Dans un livre passionnant : The Color of Christ, l'auteur Edward Blum avance que les différentes images de Jésus Christ en Amérique expliquent les relations entre les races et la religion dans l'histoire de ce pays. Il raconte en particulier qu'avant le Mormonisme Jésus n'appartenait pas à l'espace Américain, il était d'ailleurs, du vieux monde, de Palestine, du Moyen-Orient. C'était un personnage étranger à l'espace des premiers pionniers d'Amérique. Dans le Livre de Mormon on apprenait que Jésus était venu sur le continent Américain bien avant Christophe Colomb. Cette hypothèse établis une relation entre Jésus Christ et l'espace Américain et redonna aux colons européens une légitimité à réclamer les territoires vierges des Amériques aux Indiens, ceux-ci n'étant plus les premiers et légitimes occupants du territoire.

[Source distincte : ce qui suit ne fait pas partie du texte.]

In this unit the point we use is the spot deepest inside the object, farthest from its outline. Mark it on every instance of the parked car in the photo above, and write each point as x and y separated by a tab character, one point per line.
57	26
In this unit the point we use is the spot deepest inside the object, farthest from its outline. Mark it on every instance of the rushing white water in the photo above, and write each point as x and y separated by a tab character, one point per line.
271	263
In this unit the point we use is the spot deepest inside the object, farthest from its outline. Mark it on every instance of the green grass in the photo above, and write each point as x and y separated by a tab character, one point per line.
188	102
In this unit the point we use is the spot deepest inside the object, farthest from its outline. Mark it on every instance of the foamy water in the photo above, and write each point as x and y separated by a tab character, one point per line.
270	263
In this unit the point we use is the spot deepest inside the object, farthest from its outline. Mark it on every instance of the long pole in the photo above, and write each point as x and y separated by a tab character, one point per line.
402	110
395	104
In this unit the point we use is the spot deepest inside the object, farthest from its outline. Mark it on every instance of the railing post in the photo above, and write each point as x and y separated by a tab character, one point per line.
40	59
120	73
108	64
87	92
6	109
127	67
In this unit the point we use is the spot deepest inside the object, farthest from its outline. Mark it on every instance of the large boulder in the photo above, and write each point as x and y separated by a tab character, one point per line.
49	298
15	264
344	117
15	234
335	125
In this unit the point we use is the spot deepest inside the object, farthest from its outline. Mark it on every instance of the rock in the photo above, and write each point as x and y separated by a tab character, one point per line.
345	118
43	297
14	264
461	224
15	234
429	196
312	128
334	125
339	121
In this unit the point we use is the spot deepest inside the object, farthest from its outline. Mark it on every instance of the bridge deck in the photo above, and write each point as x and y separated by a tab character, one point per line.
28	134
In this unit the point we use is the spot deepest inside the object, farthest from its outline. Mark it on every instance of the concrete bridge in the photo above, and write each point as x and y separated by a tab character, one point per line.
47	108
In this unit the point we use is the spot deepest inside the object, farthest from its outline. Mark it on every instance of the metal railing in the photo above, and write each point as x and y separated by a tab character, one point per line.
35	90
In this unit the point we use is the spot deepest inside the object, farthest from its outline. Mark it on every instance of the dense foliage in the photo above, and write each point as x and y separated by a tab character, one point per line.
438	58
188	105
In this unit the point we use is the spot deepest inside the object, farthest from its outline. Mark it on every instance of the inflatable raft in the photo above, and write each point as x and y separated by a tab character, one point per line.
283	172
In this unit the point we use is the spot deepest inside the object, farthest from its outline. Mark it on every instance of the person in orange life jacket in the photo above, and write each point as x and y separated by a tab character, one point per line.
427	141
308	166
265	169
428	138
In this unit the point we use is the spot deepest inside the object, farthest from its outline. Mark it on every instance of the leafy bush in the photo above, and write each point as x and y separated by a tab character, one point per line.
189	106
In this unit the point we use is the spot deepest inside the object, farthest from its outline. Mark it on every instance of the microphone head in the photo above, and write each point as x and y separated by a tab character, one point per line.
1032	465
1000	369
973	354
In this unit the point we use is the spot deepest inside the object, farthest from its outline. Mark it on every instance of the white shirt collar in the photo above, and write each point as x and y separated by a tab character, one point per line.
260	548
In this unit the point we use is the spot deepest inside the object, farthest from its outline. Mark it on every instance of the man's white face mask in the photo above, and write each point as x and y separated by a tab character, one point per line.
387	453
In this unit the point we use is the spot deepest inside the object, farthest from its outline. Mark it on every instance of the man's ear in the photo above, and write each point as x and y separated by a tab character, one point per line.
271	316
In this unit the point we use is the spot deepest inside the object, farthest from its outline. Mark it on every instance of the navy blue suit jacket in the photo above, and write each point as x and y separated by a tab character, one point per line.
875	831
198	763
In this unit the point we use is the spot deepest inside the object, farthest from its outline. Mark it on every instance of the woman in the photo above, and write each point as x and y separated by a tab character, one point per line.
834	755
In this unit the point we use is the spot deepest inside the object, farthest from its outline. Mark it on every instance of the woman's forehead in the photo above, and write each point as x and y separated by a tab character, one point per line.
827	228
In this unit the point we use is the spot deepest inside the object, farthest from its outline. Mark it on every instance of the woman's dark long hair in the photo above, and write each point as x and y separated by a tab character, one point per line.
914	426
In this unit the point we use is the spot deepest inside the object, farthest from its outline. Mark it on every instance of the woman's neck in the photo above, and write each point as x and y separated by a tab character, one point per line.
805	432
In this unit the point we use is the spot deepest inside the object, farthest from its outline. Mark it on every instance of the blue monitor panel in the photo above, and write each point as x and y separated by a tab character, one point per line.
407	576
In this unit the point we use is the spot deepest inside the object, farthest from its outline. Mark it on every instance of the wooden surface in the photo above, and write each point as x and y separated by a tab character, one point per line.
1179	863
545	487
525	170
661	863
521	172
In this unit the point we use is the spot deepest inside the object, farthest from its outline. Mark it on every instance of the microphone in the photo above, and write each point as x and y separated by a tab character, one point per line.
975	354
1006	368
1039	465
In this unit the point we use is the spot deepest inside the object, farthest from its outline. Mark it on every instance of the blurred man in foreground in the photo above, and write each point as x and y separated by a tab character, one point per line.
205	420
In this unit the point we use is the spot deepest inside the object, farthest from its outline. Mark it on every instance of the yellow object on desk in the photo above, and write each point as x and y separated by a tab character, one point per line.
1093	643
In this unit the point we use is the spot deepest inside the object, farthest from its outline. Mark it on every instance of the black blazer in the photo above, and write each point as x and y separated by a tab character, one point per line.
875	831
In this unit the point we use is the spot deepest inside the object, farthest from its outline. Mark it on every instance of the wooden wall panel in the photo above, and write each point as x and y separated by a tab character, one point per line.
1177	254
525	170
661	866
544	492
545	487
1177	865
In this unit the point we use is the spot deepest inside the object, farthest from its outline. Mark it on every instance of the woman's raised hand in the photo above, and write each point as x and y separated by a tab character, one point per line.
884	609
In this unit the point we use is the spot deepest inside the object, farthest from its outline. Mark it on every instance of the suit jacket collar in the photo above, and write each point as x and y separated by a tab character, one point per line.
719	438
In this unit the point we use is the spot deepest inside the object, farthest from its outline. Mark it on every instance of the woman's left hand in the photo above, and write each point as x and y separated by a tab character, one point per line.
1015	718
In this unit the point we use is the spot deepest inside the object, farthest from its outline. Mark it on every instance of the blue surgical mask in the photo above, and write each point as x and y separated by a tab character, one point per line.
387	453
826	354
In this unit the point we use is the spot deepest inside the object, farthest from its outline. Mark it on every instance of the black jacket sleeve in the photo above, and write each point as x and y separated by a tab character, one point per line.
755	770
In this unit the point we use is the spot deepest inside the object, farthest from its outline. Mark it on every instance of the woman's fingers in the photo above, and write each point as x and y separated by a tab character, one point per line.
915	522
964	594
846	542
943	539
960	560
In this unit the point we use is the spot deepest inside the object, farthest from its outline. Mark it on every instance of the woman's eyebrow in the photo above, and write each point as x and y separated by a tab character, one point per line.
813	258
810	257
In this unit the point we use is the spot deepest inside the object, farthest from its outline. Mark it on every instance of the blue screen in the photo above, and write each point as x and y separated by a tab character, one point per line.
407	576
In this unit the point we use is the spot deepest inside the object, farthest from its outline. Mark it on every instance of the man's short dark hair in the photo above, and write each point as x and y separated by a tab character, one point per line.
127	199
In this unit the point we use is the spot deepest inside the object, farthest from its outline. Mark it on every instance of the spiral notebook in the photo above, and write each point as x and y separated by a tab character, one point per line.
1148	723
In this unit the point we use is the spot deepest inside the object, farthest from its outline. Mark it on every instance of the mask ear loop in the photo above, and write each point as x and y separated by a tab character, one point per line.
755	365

À cette époque l'image la plus répandue de Jésus Christ était celle d'un homme blanc aux yeux bleus. Selon Joseph Smith, le prophète du Mormonisme, et selon le Livre de Mormon, plus les hommes
étaient blancs de peau plus ils étaient délivrés du péché, donc saints. Par ailleurs, à l'appui de cette thèse, le Livre de Mormon racontait que Noé (celui de la fameuse Arche) avait maudit son petit-fils et que celui-ci avait été banni en Afrique. Les descendants du petit fils de Noé, les Africains à la peau noire, étaient donc, en accord avec la théologie mormone, eux-même maudits. Mais les Indiens d'Amérique, à la peau brune mais pas noire, pouvaient, eux, être sauvés. Joseph Smith alla même jusqu'à enjoindre les Indiens d'Amérique à rejoindre l’Église de Mormon afin de "blanchir" avec le temps et se délivrer des péchés de leurs ancêtres. Par contre les Noirs eux, étant à jamais maudits de Dieu (via Noé), ne pouvaient pas être rachetés. Brigham Young, le successeur de Joseph Smith, édicta même une loi punissant de mort tout homme blanc ayant eu une relation sexuelle avec une Afro-américaine.